Ayant beaucoup travaillé en télévision depuis plusieurs années, le cinéaste Carlos Ferrand revient au grand écran avec le documentaire Americano, un long métrage au coeur aussi grand que tout un continent. Présentement à l'affiche d'Ex-Centris.

La vérité sort de la bouche des enfants. Quand coule du sang flamand, amérindien, juif, français, sicilien, péruvien et québécois dans les veines, cela aboutit à une réplique imparable: «Papa, je suis un mélangeur», a déjà déclaré le petit Pascual, 6 ans, à son père, Carlos Ferrand.

Le cinéaste de 62 ans, qui a aussi une fille de 13 ans, fait comme ses enfants. Il mélange et il assume. Son dernier film, le documentaire Americano, entremêle habilement divers destins issus, dans le fond, d'une même famille: les autochtones d'Amérique, les exclus et laissés-pour-compte, tous des exilés de l'intérieur.

Carlos Ferrand est arrivé au Québec il y a 30 ans et a tissé une toile complexe de touche-à-tout du cinéma, slalomant entre la réalisation, l'écriture, la direction photo, le documentaire, la fiction et le corporatif. Il a réalisé une quarantaine de films et de vidéos.

«Je ne fais pas une oeuvre, je ne m'arrête pas à ça. Tout dépend des circonstances et des rencontres. Je suis circonstanciel», confie celui qui a travaillé avec Catherine Martin, Jean-Philippe Duval et Céline Baril au cours des dernières années.

On pourrait croire qu'Americano est une idée à lui. Non. C'est celle du documentariste et producteur Sylvain L'Espérance, des Films du Tricycle, qui l'a «poussé à faire le film», une expérience qui sest avérée fort plaisante.

«Quand j'ai commencé à faire du cinéma dans les années 70, je faisais des films expérimentaux. J'ai eu l'impression de renouer avec cette liberté avec Americano», dit-il.

Dit «personnel», son film ne fait pas dans l'introspection pour autant. Son regard est résolument tourné vers les autres. Le documentaire met en scène son propre passé et ses amis, mais il s'inscrit dans une tradition bien d'ici.

«Je suis fasciné par la place sacro-sainte qu'occupe la réalité dans l'esprit québécois, explique le cinéaste. Dans mon film, j'ai voulu que tout soit clair. Cette vision du cinéma documentaire, particulière au Québec, m'a beaucoup influencé.»

L'un des premiers projets de Carlos Ferrand a été de filmer la réforme agraire d'un gouvernement militaire de gauche dans les années 70 au Pérou. Il ne cache pas son inclination politique.
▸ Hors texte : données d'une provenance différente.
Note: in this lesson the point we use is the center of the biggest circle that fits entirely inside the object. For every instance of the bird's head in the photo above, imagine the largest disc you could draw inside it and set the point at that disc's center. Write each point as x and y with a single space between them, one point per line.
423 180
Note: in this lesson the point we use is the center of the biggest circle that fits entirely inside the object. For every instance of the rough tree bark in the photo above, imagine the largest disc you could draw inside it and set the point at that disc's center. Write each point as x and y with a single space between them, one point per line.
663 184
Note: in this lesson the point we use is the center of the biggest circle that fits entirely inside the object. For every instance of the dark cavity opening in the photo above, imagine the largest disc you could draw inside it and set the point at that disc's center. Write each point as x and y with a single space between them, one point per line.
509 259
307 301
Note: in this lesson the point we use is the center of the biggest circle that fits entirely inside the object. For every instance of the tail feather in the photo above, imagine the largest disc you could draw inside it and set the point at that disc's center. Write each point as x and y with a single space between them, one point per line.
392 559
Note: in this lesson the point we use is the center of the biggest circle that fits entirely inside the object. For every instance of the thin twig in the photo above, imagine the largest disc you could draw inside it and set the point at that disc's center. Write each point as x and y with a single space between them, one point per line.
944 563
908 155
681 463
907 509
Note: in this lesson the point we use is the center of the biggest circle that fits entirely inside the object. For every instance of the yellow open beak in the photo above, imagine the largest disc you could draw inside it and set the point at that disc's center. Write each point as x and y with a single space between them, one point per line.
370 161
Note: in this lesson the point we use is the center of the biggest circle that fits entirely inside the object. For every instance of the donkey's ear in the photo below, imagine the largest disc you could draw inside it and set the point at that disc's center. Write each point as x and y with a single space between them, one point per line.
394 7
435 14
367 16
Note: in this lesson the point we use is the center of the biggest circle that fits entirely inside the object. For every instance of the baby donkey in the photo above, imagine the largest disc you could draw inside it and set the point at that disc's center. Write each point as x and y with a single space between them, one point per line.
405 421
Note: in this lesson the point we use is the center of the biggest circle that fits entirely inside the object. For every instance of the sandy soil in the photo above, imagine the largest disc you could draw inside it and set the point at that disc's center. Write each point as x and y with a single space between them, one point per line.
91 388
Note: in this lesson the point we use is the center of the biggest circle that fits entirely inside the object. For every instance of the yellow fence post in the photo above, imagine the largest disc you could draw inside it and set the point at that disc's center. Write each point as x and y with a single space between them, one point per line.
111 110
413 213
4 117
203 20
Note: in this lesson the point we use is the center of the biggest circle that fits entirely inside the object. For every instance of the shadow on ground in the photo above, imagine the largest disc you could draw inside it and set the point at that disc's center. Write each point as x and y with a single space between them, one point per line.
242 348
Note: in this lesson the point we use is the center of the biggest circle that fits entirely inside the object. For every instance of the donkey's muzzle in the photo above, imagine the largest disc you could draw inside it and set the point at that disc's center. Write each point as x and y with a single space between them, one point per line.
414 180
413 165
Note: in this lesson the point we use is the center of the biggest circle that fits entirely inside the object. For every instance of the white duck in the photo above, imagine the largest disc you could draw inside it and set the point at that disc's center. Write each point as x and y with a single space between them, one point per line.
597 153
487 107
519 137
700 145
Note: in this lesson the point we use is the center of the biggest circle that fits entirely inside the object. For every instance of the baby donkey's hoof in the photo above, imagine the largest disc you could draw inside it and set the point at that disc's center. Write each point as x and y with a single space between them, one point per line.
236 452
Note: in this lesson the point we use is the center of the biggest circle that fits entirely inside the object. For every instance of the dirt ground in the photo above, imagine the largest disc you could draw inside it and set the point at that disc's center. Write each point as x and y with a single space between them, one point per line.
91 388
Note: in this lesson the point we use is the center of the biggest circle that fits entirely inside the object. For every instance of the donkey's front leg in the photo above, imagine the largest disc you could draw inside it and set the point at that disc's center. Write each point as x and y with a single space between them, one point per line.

Son film dénonce l'intolérance, la violence et autres discriminations, mais à l'opposé de ce que pourrait faire Michael Moore par exemple.

«On ne parle pas contre Bush dans le film, note-t-il. Je préférais montrer des gens qui font des choses positives pour amener le changement. Tout, dans le film, vient de mes personnages.»

Élevé dans une famille de classe aisée au Pérou, qui a tout perdu sous la dictature de gauche, il dit avoir toujours été sensible au sort des autochtones d'Amérique.

«Même aujourd'hui au Pérou, souligne-t-il, les Blancs sont profondément convaincus qu'ils sont meilleurs que les autochtones. Ce qui se passe en Bolivie avec Evo Morales, est très émouvant, dans ce sens.»

Ce qu'il a contre les États-Unis, c'est cette usurpation, selon lui, qui a été faite du nom laissé par Amerigo Vespucci sur les rives du Nouveau Monde, il y a plus de 500 ans. «Moi, je suis totalement americano, fait-il. Tout mon film consiste à dire que nous sommes tous américains. Je voulais déconstruire cette idée que les habitants des États-Unis sont les seuls Américains.»

Vert sexagénaire, notre Américain errant a encore bien des projets de films. Il voudrait, entre autres, aborder la question du racisme à nouveau en faisant un long métrage sur la révolution haïtienne. Malgré tout, Carlos Ferrand, mélangeur humaniste, a encore confiance à l'avenir du vivre ensemble. «Je ne suis pas cynique. Ceux qui ne croient à rien passent pour intelligents plus facilement. Je ne suis pas non plus fervent d'optimisme, mais de possibilisme. Les choses vont probablement s'envenimer, mais il est possible que ça aille mieux aussi.»